Today’s continuously growing multicultural world needs more diverse stories. Kamata does her share of diversity writing by touching on issues such as biracial upbringing, single motherhood, divorce, re-marriage, step-children relationship, sibling rivalry, sibling bonding, trust, jealousy, parenting, love, death, disaster, refugees, stereotyping, stigmatisation, differently-abled children and inclusion. Kamata beautifully brings up the unconventional and often untouched areas in fiction with warmth and understanding. Family secrets, rituals, traditions, and what is spoken and what is left unspoken, speaks in volumes about the lives of people. The characters voice relevant issues with ease and confirm the importance of writing and speaking out on the many challenges and realities of life.

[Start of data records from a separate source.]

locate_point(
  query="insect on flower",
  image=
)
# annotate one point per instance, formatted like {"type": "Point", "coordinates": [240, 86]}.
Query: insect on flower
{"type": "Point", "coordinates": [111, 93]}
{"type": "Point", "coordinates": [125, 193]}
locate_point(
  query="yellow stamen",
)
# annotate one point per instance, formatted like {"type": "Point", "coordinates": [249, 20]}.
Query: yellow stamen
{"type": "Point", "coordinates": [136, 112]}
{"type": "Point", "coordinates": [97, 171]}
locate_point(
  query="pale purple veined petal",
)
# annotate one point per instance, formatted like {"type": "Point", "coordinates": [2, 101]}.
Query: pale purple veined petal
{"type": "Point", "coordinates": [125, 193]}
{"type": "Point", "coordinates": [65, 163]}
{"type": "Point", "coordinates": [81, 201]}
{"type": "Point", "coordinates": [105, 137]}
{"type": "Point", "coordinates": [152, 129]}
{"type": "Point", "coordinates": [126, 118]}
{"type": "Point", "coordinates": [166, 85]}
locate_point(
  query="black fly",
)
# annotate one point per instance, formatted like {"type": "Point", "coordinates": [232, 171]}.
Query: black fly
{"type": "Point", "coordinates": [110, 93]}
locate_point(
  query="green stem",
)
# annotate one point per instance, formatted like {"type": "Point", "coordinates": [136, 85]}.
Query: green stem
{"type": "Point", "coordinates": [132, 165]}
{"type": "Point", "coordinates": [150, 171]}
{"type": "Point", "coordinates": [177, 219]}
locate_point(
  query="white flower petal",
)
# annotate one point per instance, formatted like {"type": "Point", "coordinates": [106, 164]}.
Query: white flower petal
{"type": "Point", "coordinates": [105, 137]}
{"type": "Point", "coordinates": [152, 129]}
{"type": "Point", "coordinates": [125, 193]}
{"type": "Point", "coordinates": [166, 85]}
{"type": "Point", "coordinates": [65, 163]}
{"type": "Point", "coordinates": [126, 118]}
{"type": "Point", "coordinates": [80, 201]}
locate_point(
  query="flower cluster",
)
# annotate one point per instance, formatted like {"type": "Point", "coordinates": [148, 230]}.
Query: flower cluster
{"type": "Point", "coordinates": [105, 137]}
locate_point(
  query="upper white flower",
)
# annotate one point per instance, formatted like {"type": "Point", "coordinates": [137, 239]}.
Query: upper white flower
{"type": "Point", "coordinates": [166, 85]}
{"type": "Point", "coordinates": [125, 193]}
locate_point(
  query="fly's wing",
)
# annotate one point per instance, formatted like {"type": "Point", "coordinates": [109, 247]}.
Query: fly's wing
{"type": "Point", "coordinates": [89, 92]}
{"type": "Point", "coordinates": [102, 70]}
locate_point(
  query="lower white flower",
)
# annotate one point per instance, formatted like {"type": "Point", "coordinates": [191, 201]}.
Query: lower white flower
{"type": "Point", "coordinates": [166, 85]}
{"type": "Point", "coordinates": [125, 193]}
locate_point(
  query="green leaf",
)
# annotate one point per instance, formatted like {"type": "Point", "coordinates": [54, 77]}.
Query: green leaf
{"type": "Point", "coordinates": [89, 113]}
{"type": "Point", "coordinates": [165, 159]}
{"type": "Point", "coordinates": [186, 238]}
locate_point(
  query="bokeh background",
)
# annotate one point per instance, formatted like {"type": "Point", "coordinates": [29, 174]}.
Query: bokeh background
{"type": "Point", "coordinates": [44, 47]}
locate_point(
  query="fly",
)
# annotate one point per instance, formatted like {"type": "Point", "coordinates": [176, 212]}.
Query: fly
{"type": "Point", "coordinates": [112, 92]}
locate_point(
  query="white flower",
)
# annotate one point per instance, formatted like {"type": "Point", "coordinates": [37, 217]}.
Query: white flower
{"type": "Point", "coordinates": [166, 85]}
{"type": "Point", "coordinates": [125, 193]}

Kamata’s love for writing blends with the love of a mother in her works to reflect experiences of a multicultural, multilingual, multiracial and multi-abled world.
In the beginning of the story, Cassidy talks about her present self and her trip to her real father’s home in Japan and puts her condition as: “I’m in the sky. Here above the clouds, I’m in limbo: between America and Japan, between the past and the future. It’s weird, but for once I feel as if I’m where I belong.” In the concluding chapter, she again says, “And then I’m in the sky again, above the clouds. Between Japan and America, the past and the future.” The experiences in between, though happy and sad, come as a treat to the reader.
I would call Indigo Girl a heart-warming and compelling coming-of-age novel, a must read.
Gracy Samjetsabam teaches English Literature and Communication Skills at Manipal Institute of Technology, MAHE, Manipal. She is also a freelance writer and copy editor. Her interest is in Indian English Writings, Comparative Literature, Gender Studies, Culture Studies, and World Literature.